Альберт Шпеер, любимый архитектор Гитлера, вспоминал, что 28 июня 1940 г. фюрер ненадолго приезжал в Париж. Распорядилась ли так судьба, специально было задумано или совпало, но это была очередная годовщина сараевского убийства 1914 г. и подписания Версальского мирного договора в 1918 г. Гитлер осмотрел здание Парижской оперы, Эйфелеву башню, другие достопримечательности и, по воспоминаниям Шпеера, признался: «Увидеть Париж было мечтой всей моей жизни. Не могу выразить словами, как я счастлив, что сегодня эта мечта осуществилась»[781]. Архитектор писал:
…И я даже немного пожалел его: три часа в Париже, первый и единственный визит, сделали счастливым человека, находившегося на вершине своего триумфа. Во время экскурсии Гитлер заговорил о параде победы в Париже, однако после беседы с адъютантами… решил от этой идеи отказаться… [и позже сказал]: «Я не настроен на победный парад. Война еще не закончена»[782][783].

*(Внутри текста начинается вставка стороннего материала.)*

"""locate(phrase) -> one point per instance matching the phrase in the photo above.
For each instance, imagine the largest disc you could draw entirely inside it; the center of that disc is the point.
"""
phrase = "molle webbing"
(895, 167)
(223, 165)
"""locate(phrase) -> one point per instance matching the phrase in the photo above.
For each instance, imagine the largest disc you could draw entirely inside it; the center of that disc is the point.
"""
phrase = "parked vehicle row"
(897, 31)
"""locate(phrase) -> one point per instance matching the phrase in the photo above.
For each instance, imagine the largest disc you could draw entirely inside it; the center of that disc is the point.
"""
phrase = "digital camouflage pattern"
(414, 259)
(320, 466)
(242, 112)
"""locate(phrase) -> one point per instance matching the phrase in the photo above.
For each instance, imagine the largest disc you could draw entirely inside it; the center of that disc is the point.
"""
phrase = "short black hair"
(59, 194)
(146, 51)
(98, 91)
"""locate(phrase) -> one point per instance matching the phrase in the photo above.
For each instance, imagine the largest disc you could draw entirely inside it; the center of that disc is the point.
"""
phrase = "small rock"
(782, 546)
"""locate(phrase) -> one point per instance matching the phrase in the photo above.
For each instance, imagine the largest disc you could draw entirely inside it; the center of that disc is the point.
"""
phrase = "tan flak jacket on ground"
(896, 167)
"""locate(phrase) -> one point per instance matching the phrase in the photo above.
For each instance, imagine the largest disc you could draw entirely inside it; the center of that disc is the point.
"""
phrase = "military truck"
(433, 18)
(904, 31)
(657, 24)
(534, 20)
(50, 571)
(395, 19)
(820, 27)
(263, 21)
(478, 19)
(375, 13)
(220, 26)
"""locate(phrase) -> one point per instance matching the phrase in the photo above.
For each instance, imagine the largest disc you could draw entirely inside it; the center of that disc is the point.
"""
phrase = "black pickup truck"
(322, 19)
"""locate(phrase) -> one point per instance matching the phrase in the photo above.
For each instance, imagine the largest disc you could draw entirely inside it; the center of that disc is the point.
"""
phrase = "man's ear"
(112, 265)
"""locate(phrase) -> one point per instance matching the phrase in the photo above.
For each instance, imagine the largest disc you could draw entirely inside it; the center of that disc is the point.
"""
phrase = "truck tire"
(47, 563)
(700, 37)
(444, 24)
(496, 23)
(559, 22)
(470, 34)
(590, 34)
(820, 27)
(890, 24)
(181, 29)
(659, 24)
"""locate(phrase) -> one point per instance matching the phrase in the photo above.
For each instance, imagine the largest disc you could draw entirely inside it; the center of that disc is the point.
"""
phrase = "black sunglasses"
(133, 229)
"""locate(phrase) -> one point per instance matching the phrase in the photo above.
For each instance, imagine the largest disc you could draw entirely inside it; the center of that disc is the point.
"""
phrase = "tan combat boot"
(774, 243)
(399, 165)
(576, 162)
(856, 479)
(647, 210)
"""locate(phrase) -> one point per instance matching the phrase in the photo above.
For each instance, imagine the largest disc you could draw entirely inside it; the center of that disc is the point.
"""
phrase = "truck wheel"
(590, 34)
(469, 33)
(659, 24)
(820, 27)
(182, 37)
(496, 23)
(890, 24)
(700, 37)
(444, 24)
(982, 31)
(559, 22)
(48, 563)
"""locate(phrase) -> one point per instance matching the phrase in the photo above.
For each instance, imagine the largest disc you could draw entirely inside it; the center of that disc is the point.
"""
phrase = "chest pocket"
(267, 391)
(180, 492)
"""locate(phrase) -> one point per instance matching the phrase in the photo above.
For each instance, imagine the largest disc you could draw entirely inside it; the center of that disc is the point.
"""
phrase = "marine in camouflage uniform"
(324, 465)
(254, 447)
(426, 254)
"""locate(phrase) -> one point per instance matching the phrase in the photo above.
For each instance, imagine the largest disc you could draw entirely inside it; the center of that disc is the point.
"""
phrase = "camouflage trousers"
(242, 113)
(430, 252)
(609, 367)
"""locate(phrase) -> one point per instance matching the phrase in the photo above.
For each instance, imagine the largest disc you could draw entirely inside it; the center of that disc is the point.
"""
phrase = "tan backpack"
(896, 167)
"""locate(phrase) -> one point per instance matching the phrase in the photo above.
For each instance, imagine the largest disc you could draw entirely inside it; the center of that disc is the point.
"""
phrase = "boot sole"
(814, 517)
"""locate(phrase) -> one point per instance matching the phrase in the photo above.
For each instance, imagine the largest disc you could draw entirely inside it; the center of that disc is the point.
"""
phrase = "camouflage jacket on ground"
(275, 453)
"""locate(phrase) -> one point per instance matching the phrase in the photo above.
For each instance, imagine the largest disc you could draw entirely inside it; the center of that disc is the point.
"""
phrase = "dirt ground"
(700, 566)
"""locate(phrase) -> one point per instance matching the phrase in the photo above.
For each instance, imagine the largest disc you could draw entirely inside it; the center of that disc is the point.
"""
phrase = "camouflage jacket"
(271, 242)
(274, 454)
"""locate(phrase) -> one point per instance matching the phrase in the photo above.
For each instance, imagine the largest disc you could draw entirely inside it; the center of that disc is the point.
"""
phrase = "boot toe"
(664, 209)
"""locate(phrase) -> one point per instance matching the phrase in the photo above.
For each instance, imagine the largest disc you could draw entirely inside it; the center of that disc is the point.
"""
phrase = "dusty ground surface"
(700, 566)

Гитлер сказал Шпееру, что парад нужно планировать на 1950 г., когда все войны останутся в прошлом[784]. В день, когда он был в Париже, люфтваффе бомбило Гернси и Джерси, Нормандские острова в проливе Ла-Манш, принадлежавшие Великобритании. Вскоре немцы оккупировали их, а через несколько недель вторглись в Югославию и Грецию.
Югославия сопротивлялась всего четырнадцать дней. Когда немецкие войска вошли в Сараево, то обнаружили там великолепный подарок к пятьдесят второму дню рождения Гитлера. На пышной церемонии, заснятой для потомства на кинопленку, они преподнесли фюреру мемориальную доску с места убийства Франца-Фердинанда. Репортаж крутили в выпусках новостей по всей оккупированной Европе[785]. В самом его конце показывали радостного Гитлера, державшего доску в руках. Он лучше всех понимал, что это убийство открыло ему путь к власти и войнам на уничтожение целых рас.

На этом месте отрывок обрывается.